Testing dualities further, Rubins’s “Big Orange” (1976), a wall of painted fluorescent orange TVs laid in concrete, and variations of “Thin Concrete Wall and Rebar” (1977), point to her propensity for fluid verticality. This too is rooted in the artist’s lived experience. During an earthquake at her loft studio in New York, “The ceiling began to behave like water,” she points overhead, “Later, a pork chop bone and cigar stub fell out from a hole in the wall!” Rubins’s wit and proclivity for objects in the in-between speak to her oeuvre in ways that the formality of figurative does not. “I prefer to stay as far away as possible from the figurative … at the end of the day the work is about us.”
Rubins’s precise search for the point of abstraction amidst amassed objects and saturated graphite drawings pokes at sacrosanct binaries. Employing hard-edge, post-World War material, by 1980 the artist was commissioned to present her first-ever public sculpture in the Midwest. “Big Bil-Bored,” a tidal wave of domestic appliances set in concrete, was placed in Cermak Plaza, in Berwyn, Illinois, upsetting the local residents. “It was never received well and got me a lot of negative criticism.” Undervalued and overlooked, the sculpture fell into disrepair and was removed approximately ten years later. But Rubins knew she had touched on something.
Seeking larger objects — mobile homes, hot water heaters, and decommissioned airplanes — Rubins began to cantilever forms with cables and wound steel wire, employing principles from earthquake-proof architecture and tensegrity to engineer large-scale sculptures in space. Turning enormous forms with rigs and lifts, Rubins reconfigures objects to expose their “earnest workmanship,” bringing mold seams and pilot holes into arrangements based on their interaction with one another.
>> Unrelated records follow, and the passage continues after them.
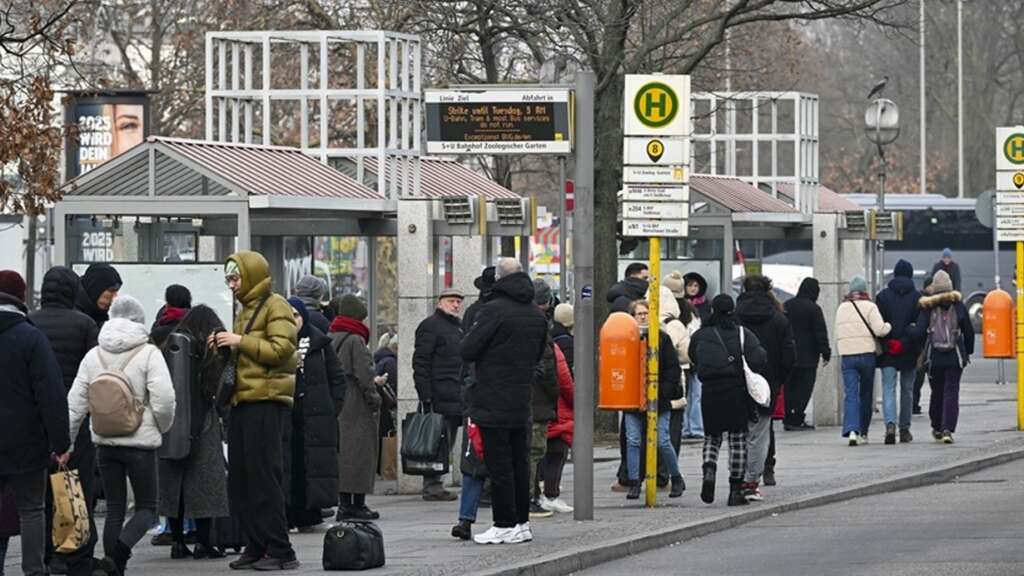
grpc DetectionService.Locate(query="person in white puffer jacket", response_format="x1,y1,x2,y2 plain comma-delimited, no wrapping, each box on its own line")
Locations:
67,295,175,576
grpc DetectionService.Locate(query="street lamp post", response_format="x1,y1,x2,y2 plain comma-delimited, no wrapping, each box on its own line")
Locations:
865,99,900,295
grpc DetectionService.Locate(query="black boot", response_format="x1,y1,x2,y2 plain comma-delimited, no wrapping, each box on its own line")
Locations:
626,482,641,500
700,464,716,504
669,475,685,498
727,479,749,507
107,541,131,575
451,520,472,540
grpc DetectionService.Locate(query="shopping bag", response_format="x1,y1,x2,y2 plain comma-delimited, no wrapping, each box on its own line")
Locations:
380,433,398,480
400,411,449,476
50,465,91,553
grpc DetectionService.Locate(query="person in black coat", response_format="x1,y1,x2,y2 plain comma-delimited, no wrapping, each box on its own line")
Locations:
931,248,962,293
151,285,192,348
689,294,767,507
0,272,70,576
911,270,973,444
286,298,345,531
28,266,101,572
551,304,574,376
606,263,649,313
460,259,548,542
463,266,496,332
291,275,331,334
782,277,831,431
736,276,795,493
875,259,922,444
414,288,466,501
76,263,122,329
373,334,398,437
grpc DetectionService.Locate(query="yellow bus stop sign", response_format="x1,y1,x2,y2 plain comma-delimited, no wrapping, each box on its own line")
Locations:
633,82,679,129
1004,132,1024,166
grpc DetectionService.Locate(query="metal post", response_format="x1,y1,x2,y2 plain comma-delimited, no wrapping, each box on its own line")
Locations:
559,156,568,302
645,238,661,507
919,0,927,196
1017,241,1024,429
572,71,595,521
878,147,887,290
957,0,964,199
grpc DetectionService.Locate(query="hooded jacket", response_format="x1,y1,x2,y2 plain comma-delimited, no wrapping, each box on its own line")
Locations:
0,292,70,476
67,317,176,449
914,290,974,369
413,308,465,416
461,272,549,428
548,344,575,445
876,260,923,370
683,272,712,321
736,290,796,413
228,251,298,407
783,278,832,368
29,266,99,392
76,263,122,329
606,277,649,314
650,285,701,370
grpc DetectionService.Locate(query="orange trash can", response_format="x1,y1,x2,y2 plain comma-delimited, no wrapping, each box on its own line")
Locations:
983,289,1015,358
599,312,645,410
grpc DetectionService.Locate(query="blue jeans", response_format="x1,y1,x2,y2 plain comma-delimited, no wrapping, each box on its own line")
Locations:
842,354,876,436
682,373,704,437
881,366,916,430
625,411,680,482
458,474,484,523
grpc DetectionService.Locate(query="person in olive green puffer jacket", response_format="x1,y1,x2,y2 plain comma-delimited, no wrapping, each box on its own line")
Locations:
211,251,300,571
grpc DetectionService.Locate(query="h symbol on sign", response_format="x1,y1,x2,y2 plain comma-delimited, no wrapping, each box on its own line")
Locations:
644,91,667,117
1010,137,1024,159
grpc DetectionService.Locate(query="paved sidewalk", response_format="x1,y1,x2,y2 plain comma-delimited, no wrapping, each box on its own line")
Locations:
5,379,1024,575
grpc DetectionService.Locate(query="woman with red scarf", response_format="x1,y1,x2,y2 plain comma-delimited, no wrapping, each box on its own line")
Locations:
328,294,383,520
835,276,891,447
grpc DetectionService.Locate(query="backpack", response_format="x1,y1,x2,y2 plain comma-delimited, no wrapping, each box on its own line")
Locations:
928,306,960,352
88,345,148,437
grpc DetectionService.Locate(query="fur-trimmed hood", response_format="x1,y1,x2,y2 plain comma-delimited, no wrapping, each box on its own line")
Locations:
919,291,962,309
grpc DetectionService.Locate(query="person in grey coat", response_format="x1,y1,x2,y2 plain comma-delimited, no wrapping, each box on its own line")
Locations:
328,294,382,521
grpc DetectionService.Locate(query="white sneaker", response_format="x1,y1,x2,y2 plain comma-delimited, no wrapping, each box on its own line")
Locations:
473,525,517,545
848,432,859,446
540,494,573,510
510,522,533,543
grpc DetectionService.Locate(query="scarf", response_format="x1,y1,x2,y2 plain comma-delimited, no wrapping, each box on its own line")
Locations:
689,294,707,307
847,292,872,302
157,306,188,326
329,315,370,343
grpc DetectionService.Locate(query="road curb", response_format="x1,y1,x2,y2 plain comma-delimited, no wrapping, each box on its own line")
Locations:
475,447,1024,576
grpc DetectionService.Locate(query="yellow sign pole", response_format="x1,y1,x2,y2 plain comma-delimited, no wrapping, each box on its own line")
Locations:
645,237,661,507
1017,241,1024,431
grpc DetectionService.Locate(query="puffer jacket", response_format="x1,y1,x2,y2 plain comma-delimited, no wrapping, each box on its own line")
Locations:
650,285,700,370
28,266,99,392
836,297,891,357
67,317,176,449
547,344,574,445
876,260,922,370
228,251,298,407
914,291,974,369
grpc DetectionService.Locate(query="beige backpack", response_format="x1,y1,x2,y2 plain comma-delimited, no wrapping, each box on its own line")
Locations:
88,345,148,437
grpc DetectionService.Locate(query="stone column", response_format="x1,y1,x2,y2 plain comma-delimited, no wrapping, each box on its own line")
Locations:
452,235,487,311
811,213,842,427
396,199,435,494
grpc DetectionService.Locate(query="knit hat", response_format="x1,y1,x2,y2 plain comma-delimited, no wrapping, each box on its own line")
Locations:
334,294,368,321
711,293,735,314
165,284,192,309
554,303,574,328
474,266,497,291
849,275,868,294
109,295,145,324
294,275,327,305
942,247,953,259
0,270,27,302
81,263,122,303
893,259,913,279
533,279,553,307
287,296,311,338
663,271,685,298
931,270,953,294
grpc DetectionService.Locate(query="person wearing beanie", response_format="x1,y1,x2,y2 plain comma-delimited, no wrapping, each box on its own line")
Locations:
875,260,923,445
151,284,193,347
212,251,299,570
328,294,382,522
283,297,344,534
533,278,554,317
291,275,331,333
782,277,831,432
413,288,465,502
736,276,795,499
0,270,70,576
931,248,962,293
552,303,574,374
76,263,122,329
835,275,891,447
689,294,768,507
67,294,175,576
912,269,973,444
28,267,101,572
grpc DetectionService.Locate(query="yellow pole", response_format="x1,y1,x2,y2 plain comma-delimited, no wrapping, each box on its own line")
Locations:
646,237,661,507
1017,241,1024,431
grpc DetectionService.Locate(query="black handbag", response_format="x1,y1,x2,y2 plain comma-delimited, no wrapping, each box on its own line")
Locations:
323,521,385,571
215,295,270,414
399,410,449,476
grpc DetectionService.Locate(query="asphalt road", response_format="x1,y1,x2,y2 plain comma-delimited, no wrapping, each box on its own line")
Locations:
577,458,1024,576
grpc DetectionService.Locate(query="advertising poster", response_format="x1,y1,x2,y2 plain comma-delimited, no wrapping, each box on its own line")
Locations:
65,93,150,179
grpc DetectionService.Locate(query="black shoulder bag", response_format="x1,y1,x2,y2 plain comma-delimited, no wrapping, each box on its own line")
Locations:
215,295,271,415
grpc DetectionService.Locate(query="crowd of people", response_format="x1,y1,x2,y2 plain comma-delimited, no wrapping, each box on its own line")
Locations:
0,246,977,570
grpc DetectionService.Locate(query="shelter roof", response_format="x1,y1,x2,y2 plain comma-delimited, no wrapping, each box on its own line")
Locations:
775,182,861,213
336,157,519,200
691,175,799,214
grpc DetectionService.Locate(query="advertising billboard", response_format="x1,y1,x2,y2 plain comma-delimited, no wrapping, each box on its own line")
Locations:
64,91,151,180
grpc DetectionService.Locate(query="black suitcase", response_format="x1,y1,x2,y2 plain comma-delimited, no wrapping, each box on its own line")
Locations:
323,521,385,571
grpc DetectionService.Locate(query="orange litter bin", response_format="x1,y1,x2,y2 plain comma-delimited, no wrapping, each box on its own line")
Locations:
599,312,645,410
983,289,1015,358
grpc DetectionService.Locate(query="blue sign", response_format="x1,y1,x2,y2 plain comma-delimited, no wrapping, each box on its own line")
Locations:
581,284,593,300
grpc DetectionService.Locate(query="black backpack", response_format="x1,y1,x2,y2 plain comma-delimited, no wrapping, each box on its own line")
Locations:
323,521,385,571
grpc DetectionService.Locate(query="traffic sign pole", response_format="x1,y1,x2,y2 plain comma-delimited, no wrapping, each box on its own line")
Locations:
1017,241,1024,431
645,237,660,508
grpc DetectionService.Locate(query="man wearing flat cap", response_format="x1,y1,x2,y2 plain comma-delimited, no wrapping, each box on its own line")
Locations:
413,287,466,501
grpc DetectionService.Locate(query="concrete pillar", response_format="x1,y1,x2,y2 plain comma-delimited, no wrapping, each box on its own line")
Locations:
396,199,435,494
252,236,285,294
811,213,842,427
721,220,734,293
452,235,487,311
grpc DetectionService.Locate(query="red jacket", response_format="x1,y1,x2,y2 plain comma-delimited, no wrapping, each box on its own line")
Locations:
548,344,575,445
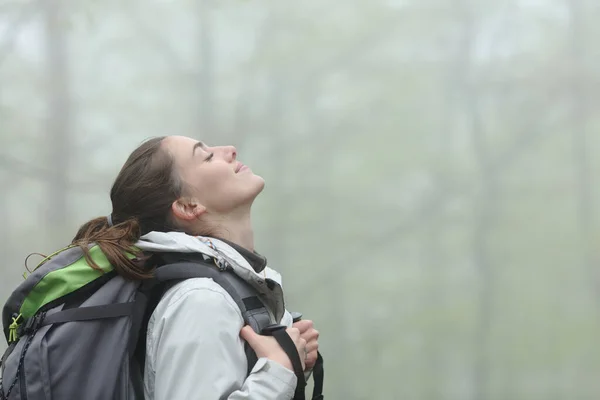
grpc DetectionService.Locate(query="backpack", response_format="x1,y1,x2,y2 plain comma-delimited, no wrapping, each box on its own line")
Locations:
0,245,324,400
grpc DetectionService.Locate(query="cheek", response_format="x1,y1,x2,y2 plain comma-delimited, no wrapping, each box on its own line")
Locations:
199,166,237,196
180,167,206,194
207,166,235,186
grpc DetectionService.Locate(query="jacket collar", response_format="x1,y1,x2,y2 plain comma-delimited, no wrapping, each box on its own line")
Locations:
214,237,267,274
135,231,285,320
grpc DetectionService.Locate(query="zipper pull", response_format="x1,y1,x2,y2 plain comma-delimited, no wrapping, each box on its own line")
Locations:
214,255,231,272
8,313,22,343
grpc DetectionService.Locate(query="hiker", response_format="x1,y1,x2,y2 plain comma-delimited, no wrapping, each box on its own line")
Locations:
2,136,322,400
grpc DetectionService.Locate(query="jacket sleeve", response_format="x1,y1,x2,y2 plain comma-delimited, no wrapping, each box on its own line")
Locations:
147,279,297,400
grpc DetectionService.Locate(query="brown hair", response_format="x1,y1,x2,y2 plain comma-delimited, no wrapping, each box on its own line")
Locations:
72,137,183,280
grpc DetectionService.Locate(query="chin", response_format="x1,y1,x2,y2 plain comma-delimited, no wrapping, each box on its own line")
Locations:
237,174,265,206
252,175,266,195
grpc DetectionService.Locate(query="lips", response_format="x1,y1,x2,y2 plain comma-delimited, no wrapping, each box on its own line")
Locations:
235,163,245,173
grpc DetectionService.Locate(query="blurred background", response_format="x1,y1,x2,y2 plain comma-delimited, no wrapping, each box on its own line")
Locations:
1,0,600,398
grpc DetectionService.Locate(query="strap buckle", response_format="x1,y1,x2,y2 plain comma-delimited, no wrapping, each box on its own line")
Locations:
291,312,303,323
260,324,287,336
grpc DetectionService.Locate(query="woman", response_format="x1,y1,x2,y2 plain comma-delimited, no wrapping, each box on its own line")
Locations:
72,136,320,399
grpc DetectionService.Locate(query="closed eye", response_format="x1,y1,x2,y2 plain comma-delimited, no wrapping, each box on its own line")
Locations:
205,153,214,162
In Rubins’s world, there is no detritus and everything (everyone) is charged with potential.
Closing a year-long exhibition at the Art Institute of Chicago in 2022 that presented two sculptures composed of scores of brightly colored démodé coin-operated rides connected through armatures and wires, Rubins’s Our Friend Fluid Metal series was set against Chicago’s winter gray cityscape. Simultaneously, “Agrifolia Majoris” and “Dense Bud” were installed in city parks, forming a momentous presence of the artist’s life in a city engaged in years of protest against historic monuments. How do Rubins’s sculptures become a reminder of what lies beyond the symbolism of prestige associated with public sculpture?
While Chicago’s Monuments Project seeks to rethink which histories should be memorialized, the commissioner of DCASE, Erin Harkey, recently announced “Public Art Reimagining Tour with You” (P.A.R.T.Y.), an initiative that invites communities to guide a 12 million dollar investment for public art in the South and West neighborhoods. Speaking with one of the artist teams invited into a phased collaboration, Jeremiah Hulsebos-Spofford of Floating Museum says P.A.R.T.Y. seeks to create a more collaborative commissioning process towards more ‘integrated forms of public art’.
For now, Rubins’s public sculptures stand as reminders of the strength that lies in improvisation, surmounting exploitative processes of production and systems of labor that once led to the desolate lives of these cast-offs, that now crisscross and knot in a towering frame, directly supporting one another.